Avukatı yaralayan polisin serveti gündemde: Uyuşturucu trafiğinden mi?
"Şimdi bu polise, kasten adam yaralamaktan dokuz yıl hapis istemiyle dava açılmış. Oradan bir şey çıkmaz. Bir, bilemedin bir buçuk yıla mahkum olur hapse bile girmez."
Manisa’dan İstanbul’a ailesiyle dönen Avukat Fatih Uzun’un aracını sıkıştırıp durdurduktan sonra bir ayağını iki yerden kıran polis memuru Hüseyin Tayfun Üçgül hakkında dava açılmıştı.
Üçgül’ün milyonlarca liralık lüks aracı bulunduğu ve lüks bir villada ikamet ettiği belirtilmişti.
Gazeteci Fatih Altaylı, bugünkü yazısının “Sonra niye uyuşturucu cenneti olduk!” başlıklı bölümünde “Vatandaşı döven bu rezilin altındaki 10 milyonluk araç, oturduğu villa neyin nesi!
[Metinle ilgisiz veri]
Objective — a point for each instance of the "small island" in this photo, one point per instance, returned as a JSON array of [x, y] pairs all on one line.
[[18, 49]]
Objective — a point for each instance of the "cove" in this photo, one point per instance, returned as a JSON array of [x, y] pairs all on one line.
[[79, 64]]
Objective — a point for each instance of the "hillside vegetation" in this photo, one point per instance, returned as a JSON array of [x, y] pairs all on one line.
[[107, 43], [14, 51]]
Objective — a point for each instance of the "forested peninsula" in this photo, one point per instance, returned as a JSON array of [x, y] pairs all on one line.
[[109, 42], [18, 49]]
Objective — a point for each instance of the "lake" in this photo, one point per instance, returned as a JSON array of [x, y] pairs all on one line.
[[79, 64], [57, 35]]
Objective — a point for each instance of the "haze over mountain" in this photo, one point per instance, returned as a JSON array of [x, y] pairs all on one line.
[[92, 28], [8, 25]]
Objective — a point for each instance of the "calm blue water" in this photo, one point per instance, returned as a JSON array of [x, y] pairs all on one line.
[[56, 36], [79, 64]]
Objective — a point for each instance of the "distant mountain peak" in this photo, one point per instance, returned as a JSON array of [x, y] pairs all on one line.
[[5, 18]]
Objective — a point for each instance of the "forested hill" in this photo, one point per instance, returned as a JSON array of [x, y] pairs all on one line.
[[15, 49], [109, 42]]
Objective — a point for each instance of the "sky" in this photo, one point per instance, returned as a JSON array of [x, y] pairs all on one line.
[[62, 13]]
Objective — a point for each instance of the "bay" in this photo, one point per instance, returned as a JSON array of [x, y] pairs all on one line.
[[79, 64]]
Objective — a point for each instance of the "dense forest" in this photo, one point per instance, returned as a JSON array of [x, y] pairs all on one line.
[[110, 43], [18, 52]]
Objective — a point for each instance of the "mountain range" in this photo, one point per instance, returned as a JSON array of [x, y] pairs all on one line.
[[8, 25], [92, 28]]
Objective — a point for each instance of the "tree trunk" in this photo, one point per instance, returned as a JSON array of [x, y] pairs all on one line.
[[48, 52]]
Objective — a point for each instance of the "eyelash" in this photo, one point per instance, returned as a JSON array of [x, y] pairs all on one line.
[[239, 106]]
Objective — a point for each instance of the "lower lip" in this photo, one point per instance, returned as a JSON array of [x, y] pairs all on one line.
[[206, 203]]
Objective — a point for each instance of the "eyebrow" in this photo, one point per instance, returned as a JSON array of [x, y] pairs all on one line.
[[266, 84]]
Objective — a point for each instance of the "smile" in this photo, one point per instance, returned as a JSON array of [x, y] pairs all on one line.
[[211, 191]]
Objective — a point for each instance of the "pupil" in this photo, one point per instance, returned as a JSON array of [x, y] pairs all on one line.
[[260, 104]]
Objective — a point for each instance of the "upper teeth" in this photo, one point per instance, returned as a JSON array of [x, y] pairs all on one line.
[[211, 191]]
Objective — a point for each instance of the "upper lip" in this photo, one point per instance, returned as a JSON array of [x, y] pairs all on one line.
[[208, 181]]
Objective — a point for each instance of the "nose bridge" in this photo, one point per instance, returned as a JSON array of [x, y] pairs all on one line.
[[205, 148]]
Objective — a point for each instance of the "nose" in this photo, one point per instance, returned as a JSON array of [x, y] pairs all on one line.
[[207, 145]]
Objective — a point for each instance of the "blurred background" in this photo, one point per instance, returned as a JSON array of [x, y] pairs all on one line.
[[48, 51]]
Devletin, amirlerinin, bağlı bulunduğu Narkotik biriminin bilgisi dahilinde görevi gereği kendisine tahsis edilmiş şeyler mi, yoksa büyük bir yolsuzluğun ve uyuşturucu trafiğinin parçası olduğu için edindiği haksız servet mi!” ifadelerini kullandı.
Altaylı yazısında şunları kaydetti:
“Eğer bu zengin hayat, görev gereği kendisine sağlanmış imkanlardan kaynaklanmıyorsa, böyle bir hayat tarzı nasıl olur da Muğla Emniyeti’nin gözünden kaçar!
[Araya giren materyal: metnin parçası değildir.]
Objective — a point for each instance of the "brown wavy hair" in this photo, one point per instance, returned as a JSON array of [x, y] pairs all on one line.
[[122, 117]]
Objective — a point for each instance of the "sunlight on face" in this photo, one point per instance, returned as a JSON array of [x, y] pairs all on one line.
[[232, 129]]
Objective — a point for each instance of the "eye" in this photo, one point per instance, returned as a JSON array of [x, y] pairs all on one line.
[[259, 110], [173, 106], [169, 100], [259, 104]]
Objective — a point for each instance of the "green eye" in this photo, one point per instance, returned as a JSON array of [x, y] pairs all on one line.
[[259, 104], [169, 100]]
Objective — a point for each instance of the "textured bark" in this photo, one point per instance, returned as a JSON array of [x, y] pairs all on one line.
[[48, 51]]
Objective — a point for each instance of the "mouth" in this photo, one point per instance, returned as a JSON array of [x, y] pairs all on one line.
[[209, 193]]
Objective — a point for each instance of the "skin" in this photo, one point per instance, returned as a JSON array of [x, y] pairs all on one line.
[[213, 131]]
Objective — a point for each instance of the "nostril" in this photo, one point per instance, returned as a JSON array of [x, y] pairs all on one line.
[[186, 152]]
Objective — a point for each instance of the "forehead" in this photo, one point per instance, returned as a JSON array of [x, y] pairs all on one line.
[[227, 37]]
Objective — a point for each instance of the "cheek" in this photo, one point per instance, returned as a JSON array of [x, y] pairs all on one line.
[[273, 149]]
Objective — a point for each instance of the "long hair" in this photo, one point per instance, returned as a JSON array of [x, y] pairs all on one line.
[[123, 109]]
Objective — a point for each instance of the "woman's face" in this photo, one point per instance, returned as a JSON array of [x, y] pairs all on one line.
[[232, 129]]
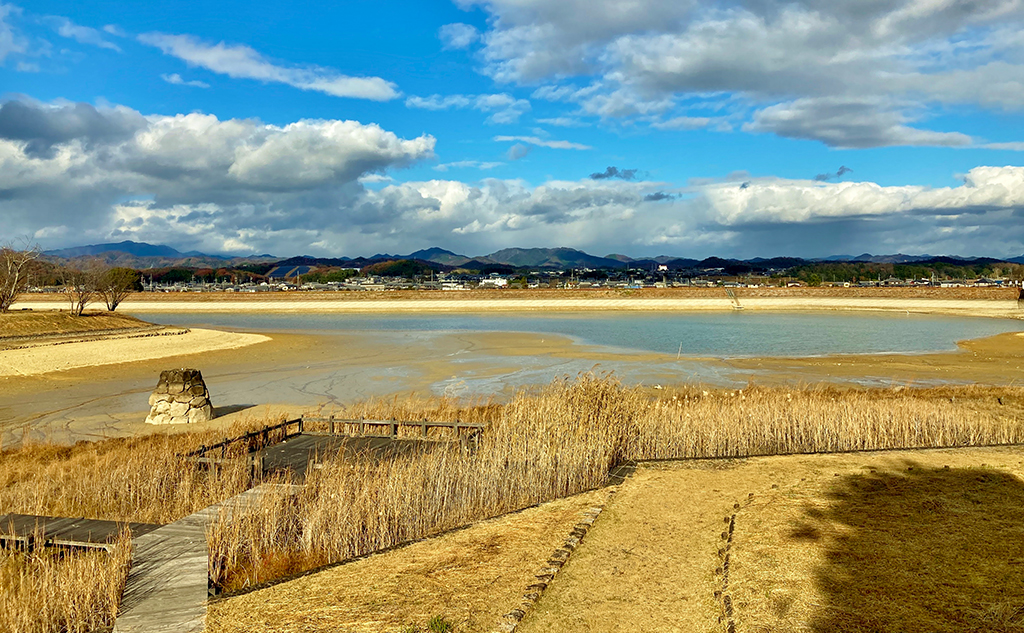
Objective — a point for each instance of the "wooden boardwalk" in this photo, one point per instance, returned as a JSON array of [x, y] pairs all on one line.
[[169, 583], [300, 453], [28, 531]]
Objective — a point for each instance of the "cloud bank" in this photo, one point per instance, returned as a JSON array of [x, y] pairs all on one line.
[[72, 173], [852, 74]]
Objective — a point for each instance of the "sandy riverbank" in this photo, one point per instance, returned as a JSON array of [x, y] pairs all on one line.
[[995, 307], [46, 357]]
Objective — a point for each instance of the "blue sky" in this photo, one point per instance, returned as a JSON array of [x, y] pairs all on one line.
[[744, 129]]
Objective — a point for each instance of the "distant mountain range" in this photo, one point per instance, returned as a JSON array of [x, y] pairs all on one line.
[[141, 255]]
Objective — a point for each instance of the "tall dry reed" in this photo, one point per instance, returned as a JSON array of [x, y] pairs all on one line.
[[541, 445], [564, 439], [140, 479]]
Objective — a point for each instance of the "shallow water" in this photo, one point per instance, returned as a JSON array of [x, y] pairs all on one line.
[[719, 335]]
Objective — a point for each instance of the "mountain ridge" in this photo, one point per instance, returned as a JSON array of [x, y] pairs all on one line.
[[141, 254]]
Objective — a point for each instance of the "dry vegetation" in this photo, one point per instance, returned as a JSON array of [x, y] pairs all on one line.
[[540, 446], [61, 591], [31, 324]]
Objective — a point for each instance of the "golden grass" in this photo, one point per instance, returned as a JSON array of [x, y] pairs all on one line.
[[472, 577], [542, 445], [914, 541], [61, 591], [139, 479], [52, 323], [564, 439]]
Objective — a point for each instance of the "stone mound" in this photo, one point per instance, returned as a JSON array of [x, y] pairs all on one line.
[[180, 397]]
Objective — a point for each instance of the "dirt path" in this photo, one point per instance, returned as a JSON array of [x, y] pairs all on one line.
[[889, 542]]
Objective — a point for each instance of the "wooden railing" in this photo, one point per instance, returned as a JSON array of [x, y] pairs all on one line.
[[466, 432], [337, 425], [254, 440]]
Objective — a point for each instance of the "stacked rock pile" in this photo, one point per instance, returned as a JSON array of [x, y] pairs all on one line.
[[180, 397]]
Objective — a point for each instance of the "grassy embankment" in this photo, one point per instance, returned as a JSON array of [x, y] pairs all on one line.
[[53, 324], [542, 445]]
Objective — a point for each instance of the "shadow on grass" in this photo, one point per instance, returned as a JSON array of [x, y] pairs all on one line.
[[921, 550], [223, 411]]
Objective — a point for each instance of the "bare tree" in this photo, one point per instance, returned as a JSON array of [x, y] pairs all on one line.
[[116, 284], [14, 272], [79, 285]]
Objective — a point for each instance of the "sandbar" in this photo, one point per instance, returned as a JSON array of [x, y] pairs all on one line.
[[43, 359], [359, 303]]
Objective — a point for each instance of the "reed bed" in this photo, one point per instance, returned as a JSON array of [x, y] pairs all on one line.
[[542, 445], [61, 591], [142, 479], [565, 439]]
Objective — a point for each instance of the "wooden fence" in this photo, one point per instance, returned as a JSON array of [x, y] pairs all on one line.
[[341, 425], [248, 446]]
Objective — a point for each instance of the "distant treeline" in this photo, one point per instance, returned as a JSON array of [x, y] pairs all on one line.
[[862, 271]]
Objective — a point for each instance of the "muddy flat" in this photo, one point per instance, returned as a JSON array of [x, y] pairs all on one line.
[[893, 541]]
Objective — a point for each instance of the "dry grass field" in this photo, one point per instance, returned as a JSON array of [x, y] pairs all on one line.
[[469, 577], [53, 324], [922, 542], [542, 445]]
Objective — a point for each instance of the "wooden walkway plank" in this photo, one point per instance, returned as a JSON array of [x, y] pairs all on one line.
[[67, 532], [168, 586]]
Maserati ile gezen, havuzlu villada oturan bir polis memurunu, bağlı bulunduğu Emniyet nasıl fark etmez!
Bu soruların yanıtları, Türkiye’nin nasıl uyuşturucu cenneti haline dönüştüğünün de yanıtı olacaktır aslında.
Şimdi bu polise, kasten adam yaralamaktan dokuz yıl hapis istemiyle dava açılmış. Oradan bir şey çıkmaz. Bir, bilemedin bir buçuk yıla mahkum olur hapse bile girmez.
Ama ya işin diğer tarafı. O tarafta soruşturmayı düşünen var mı acaba! Asıl dava orada.
Uyuşturulmuş ülkenin davası olmaz demeyin.
Olur, olmalı!
İçişleri Bakanı Ali Yerlikaya’nın bu işin ucunu bırakmayacağını tahmin ediyorum.”